Il format standard di Toatshouse occupa, in media, 60 m², banco front‑cooking e posti a sedere condivisi nella food court; in versione chiosco si scende a 18 m² con magazzino remoto. L’assenza di canna fumaria riduce costi e vincoli. Un investimento ideale, dunque, per un imprenditore che vorrebbe lanciarsi nel business di Toasthouse che, senza fondi alle spalle, si regge su un capitale rigorosamente familiare. «abbiamo visto tante catene che sono “morte di crescita” – confida Daniele. La pressione delle 30 aperture l’anno non fa per noi e, come da business plan, prevediamo 3-4 inaugurazioni annue. Ogni store nuovo, inoltre, porta in dote formazione nel flagship di Vulcano Buono, tutoring di start‑up e logistica centralizzata».
Come spiega Domenico Russo «Per aprire uno store ToastHouse si richiede un fee di ingresso pari a 15mila euro, con un deposito cauzionale di 10mila euro e una royalty del 3% sul fatturato dell’1% sul marketing. Dunque, si richiede un investimento chiavi in mano di 40‑170 mila euro, ovviamente,a seconda dello stato del locale.

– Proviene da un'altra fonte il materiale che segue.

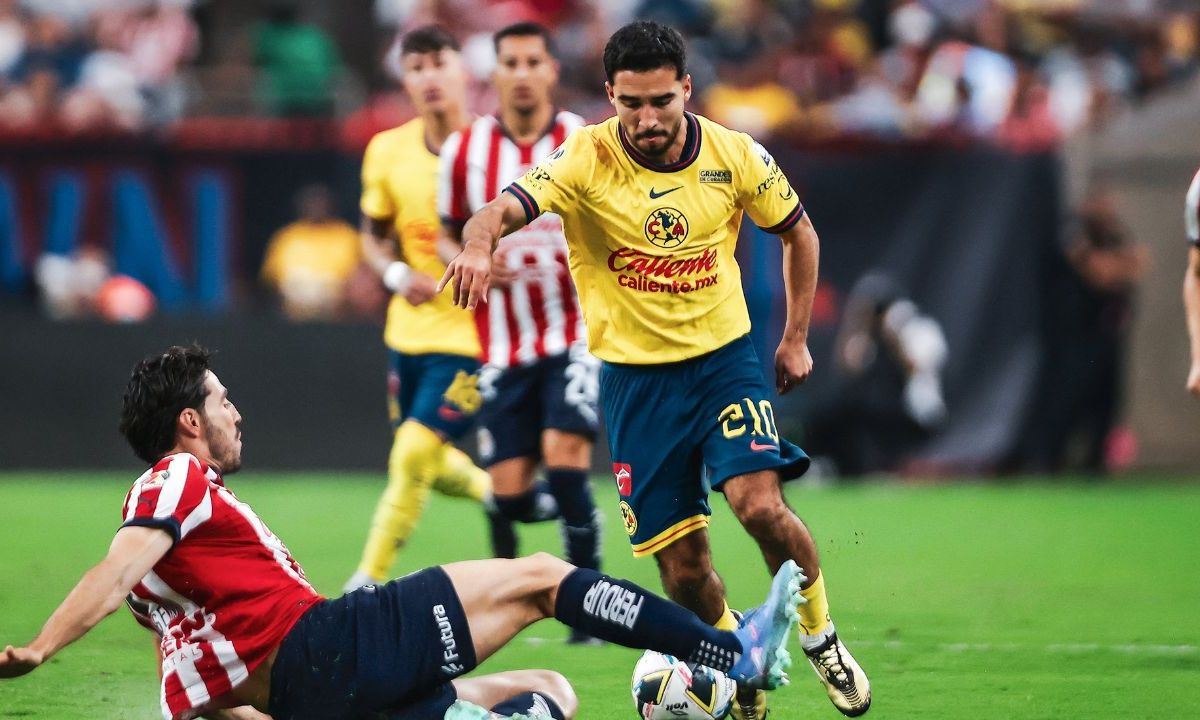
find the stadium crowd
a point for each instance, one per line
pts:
(1025, 73)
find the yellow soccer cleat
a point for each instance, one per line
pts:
(843, 677)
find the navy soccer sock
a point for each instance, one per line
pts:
(581, 523)
(535, 705)
(533, 505)
(625, 613)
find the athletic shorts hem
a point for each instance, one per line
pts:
(789, 468)
(684, 527)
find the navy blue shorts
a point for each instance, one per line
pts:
(384, 651)
(439, 391)
(679, 429)
(556, 393)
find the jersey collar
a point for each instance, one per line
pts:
(689, 155)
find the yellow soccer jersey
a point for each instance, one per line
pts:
(652, 246)
(400, 181)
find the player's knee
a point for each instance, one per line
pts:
(684, 573)
(565, 449)
(763, 516)
(543, 573)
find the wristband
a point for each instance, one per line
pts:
(397, 276)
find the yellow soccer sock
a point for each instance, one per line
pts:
(461, 478)
(415, 460)
(815, 612)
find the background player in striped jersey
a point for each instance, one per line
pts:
(1192, 280)
(241, 631)
(652, 202)
(433, 349)
(539, 382)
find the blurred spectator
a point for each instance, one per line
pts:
(888, 361)
(69, 286)
(1090, 335)
(311, 261)
(299, 63)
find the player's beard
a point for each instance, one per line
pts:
(671, 137)
(223, 449)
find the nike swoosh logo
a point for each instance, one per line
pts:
(655, 196)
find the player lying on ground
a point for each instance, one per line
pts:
(652, 203)
(243, 631)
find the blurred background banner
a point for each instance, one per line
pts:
(997, 186)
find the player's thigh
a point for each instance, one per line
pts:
(447, 395)
(738, 420)
(513, 475)
(502, 597)
(649, 415)
(492, 689)
(570, 397)
(510, 419)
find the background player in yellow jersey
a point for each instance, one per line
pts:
(433, 347)
(652, 203)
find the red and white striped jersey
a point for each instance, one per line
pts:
(1192, 210)
(223, 597)
(538, 316)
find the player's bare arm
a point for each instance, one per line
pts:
(450, 245)
(471, 270)
(793, 364)
(1192, 305)
(378, 251)
(99, 594)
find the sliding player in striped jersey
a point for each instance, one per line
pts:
(539, 382)
(241, 633)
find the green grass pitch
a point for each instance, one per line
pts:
(982, 601)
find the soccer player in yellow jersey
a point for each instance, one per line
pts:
(652, 202)
(433, 346)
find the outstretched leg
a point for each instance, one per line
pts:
(501, 598)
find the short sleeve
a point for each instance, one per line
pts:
(1192, 214)
(453, 207)
(765, 192)
(376, 201)
(557, 183)
(174, 499)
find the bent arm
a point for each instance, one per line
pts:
(801, 259)
(493, 221)
(99, 594)
(378, 250)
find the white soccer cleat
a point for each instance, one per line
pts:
(843, 677)
(357, 581)
(466, 711)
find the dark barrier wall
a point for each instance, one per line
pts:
(311, 396)
(971, 233)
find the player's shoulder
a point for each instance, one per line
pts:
(399, 138)
(724, 139)
(569, 120)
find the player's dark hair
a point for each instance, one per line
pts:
(160, 388)
(427, 39)
(645, 46)
(526, 30)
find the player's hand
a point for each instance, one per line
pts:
(1194, 379)
(502, 275)
(18, 661)
(469, 274)
(421, 288)
(793, 365)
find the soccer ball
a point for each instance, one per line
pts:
(666, 688)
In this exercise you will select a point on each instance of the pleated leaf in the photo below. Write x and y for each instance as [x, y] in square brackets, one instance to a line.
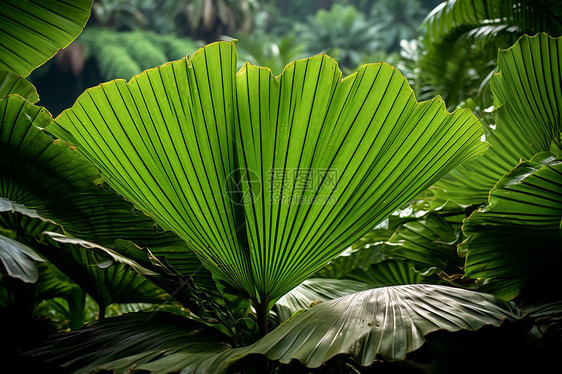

Le prossime inaugurazioni che vedranno la luce entro dicembre, spingeranno la rete a 11 punti vendita. «Il format è pronto anche per high street e outlet village, ma non bruceremo tappe», assicura Daniele. Domenico rilancia: «Se manteniamo artigianalità e controllo food cost, il toast può diventare la “margherita” on‑the‑go dell’hotellerie europea. Siamo piccoli, ma il prodotto parla tutte le lingue.»
E sulla chiusura resta la filosofia di casa Russo: «Crescere sì, ma con ossa salde. Un toast si fa in tre minuti; per costruire un brand che duri ci vuole molta più pazienza.»